Sacroiliac Joint: Pain, Causes and Treatment
Dr. Nabil Ebraheim is an orthopaedic surgeon practicing in Toledo, OH. Dr. Ebraheim specializes in the diagnosis, treatment and rehabilitation of injuries, diseases and disorders of the bodys musculoskeletal system. As an orthopaedic surgeon, Dr. Ebraheim tends to bones, ligaments, muscles, joints, nerves and tendons.... more
25% of patients with low back pain suffer as a result of sacroiliac joint related problems. Pain of the SI joint is an unappreciated problem that often simulates conditions associated with the lower back, spine, and hip. The symptoms sometime make it difficult to detect.
Patients experiencing low back pain can spend months or even years in treatment without the correct diagnosis (SI joint disorder). Symptoms of sacroiliac joint dysfunction include low back pain, buttock and thigh pain, and difficulty and discomfort while sitting.
The SI joints are weight bearing joints which distribute weight from the spine to the lower extremities through the hip joints.
There are many different conditions that simulate sacroiliac joint pain. In the hip, trochanteric bursitis and piriformis syndrome may simulate SI joint pain. Myofascial pain and lumbosacral disc herniation or bulge in the spine may simulate SI joint pain.

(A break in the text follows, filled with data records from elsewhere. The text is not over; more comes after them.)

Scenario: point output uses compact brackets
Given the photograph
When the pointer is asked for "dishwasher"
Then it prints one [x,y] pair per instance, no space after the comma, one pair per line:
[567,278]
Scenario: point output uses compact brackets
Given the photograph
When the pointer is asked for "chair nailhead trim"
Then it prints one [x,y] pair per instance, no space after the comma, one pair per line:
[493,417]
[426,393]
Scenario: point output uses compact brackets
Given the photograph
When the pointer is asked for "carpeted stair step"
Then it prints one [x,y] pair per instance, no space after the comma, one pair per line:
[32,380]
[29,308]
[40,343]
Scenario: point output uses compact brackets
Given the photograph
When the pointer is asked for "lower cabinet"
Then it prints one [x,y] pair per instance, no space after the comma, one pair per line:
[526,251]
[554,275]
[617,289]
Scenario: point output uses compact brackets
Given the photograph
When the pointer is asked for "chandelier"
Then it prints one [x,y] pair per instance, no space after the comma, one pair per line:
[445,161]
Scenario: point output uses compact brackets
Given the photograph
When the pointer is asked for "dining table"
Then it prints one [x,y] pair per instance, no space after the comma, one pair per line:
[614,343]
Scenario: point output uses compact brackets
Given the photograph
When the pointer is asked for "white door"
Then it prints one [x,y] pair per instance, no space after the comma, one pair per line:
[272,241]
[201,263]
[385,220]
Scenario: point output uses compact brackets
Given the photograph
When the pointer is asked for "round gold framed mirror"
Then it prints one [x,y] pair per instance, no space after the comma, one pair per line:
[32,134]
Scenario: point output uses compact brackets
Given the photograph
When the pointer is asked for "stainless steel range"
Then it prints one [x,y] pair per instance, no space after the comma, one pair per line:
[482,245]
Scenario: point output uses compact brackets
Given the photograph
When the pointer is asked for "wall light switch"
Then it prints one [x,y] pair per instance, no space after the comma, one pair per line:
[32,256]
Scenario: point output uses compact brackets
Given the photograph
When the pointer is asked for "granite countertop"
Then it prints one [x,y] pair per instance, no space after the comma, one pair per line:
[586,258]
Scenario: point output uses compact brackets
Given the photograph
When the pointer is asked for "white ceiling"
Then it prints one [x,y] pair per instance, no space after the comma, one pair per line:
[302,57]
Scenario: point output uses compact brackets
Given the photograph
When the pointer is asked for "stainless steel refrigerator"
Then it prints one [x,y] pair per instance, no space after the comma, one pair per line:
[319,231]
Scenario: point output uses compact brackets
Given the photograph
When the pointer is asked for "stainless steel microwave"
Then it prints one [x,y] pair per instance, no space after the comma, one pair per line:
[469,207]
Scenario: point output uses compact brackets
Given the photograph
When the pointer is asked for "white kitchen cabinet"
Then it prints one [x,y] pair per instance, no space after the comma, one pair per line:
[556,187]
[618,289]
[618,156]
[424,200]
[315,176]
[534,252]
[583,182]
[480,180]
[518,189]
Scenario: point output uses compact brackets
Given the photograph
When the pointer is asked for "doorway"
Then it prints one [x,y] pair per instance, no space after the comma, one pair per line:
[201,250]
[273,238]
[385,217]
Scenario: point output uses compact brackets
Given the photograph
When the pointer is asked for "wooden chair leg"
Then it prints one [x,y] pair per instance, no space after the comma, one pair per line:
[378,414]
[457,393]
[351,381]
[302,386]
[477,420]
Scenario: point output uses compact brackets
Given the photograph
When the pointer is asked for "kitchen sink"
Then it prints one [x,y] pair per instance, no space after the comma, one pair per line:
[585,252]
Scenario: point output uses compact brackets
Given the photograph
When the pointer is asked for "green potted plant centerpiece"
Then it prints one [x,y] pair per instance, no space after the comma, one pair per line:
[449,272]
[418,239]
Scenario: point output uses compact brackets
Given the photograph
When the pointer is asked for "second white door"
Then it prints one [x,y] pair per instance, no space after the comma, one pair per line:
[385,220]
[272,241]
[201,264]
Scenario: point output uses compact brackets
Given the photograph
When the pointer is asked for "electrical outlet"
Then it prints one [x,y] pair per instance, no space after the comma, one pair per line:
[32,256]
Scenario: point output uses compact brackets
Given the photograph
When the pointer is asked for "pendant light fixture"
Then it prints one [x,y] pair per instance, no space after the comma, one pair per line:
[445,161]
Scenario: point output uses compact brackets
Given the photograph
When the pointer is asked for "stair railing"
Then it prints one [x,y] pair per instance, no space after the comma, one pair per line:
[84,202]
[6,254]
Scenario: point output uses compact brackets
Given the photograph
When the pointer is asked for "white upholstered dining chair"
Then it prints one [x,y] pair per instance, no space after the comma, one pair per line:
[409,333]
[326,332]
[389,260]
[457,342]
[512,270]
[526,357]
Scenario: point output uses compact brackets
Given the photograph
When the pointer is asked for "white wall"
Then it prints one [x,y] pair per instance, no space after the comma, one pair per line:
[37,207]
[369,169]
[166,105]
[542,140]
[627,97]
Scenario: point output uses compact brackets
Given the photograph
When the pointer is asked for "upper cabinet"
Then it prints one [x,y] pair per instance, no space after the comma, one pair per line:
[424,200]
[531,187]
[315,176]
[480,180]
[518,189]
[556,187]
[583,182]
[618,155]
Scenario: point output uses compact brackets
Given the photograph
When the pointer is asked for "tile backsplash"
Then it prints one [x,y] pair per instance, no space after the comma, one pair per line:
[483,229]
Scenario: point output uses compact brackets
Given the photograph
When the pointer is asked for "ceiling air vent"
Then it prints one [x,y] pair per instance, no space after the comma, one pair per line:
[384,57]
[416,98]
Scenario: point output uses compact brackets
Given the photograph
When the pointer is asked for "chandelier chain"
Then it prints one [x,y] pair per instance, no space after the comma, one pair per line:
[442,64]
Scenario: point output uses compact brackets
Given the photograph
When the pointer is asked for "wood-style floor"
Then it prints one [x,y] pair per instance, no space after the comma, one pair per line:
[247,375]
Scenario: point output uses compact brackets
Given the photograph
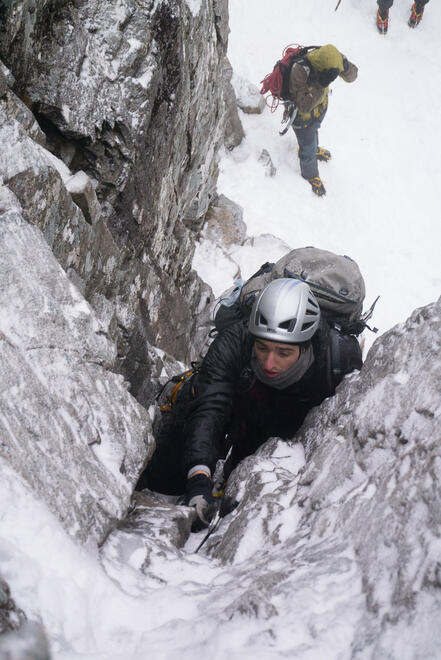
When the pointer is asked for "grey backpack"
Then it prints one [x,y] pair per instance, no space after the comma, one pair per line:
[335,280]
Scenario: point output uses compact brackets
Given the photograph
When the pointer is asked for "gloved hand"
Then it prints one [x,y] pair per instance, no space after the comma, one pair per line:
[325,77]
[198,493]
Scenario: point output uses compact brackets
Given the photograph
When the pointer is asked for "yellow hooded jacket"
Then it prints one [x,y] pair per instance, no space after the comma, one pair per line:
[311,100]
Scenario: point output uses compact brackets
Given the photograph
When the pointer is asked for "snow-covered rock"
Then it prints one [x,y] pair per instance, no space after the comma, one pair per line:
[249,98]
[224,223]
[357,529]
[126,93]
[69,427]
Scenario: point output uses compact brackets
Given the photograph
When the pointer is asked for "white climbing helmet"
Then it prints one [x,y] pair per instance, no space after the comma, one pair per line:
[286,311]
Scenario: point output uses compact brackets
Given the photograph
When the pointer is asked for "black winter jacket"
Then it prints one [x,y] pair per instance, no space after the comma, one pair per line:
[231,407]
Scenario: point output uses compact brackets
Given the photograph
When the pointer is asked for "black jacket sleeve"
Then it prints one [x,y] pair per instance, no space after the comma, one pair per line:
[215,387]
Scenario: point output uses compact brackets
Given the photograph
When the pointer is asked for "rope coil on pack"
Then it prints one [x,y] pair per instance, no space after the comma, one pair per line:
[274,82]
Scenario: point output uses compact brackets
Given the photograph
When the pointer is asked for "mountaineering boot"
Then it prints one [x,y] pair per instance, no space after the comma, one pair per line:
[323,154]
[382,20]
[416,14]
[317,186]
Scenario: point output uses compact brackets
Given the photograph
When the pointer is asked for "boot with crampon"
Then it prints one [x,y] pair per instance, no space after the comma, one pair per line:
[317,186]
[323,154]
[416,14]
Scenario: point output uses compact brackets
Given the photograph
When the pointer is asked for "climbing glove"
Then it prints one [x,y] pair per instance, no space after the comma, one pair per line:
[198,493]
[325,77]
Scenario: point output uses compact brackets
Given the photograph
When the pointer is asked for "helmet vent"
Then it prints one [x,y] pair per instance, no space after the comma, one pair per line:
[287,325]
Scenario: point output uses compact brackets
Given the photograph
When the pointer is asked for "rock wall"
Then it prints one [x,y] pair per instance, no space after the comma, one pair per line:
[134,95]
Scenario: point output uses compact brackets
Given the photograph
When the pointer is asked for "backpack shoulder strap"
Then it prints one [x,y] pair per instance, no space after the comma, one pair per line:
[343,356]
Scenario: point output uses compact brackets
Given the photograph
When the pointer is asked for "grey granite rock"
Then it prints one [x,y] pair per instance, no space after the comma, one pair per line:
[28,642]
[362,517]
[63,410]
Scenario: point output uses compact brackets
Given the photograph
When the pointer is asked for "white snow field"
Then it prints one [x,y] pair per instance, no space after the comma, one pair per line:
[384,179]
[382,208]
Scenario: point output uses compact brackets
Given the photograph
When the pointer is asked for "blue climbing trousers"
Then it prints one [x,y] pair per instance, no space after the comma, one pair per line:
[307,137]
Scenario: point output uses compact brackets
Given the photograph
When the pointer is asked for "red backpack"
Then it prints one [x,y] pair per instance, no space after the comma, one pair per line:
[277,82]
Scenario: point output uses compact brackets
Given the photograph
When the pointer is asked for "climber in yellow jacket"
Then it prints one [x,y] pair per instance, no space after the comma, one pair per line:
[308,89]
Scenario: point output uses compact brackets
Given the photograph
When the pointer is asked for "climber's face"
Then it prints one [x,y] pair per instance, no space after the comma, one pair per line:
[275,357]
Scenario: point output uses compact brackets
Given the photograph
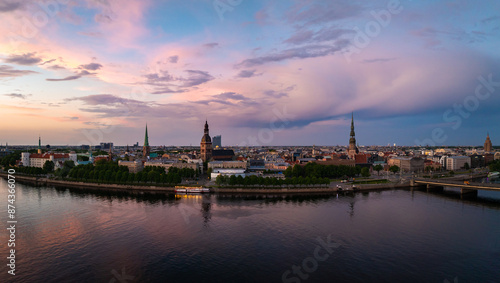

Sacroiliac joint pain is usually under-diagnosed and can be mistaken for other causes of low back pain. The Faber test is helpful but not specific in determining the presence of SI joint problems. The patient is usually lying supine on the examination table with the leg of the affected side externally rotated and abducted. The foot should be placed onto the opposite knee. The physician will press down gently but firmly on the flexed knee and the opposite anterior superior iliac crest. Pain in the back of the sacroiliac area indicates a problem with the sacroiliac joints.
Clinical examination and radiological studies are usually not reliable in the diagnosis of SI joint problems. Most sacroiliac joint pain is due to mechanical dysfunction. Normally there will be slight microscopic movement and instability of the joint of only a few degrees. Movement of the joint increases with wear or injury to the ligaments of the joint.
The patient should be checked to determine if a leg length discrepancy exists. The best method to diagnose if the pain is of SI joint origin is by administering an injection. If the patient shows improvement, the pain can then be attributed to the sacroiliac joint.
Treatment of sacroiliac joint pain includes anti-inflammatory medications, physical therapy and chiropractic manipulation, SI joint brace, steroid injection (short term effect), and SI joint stabilization or fusion.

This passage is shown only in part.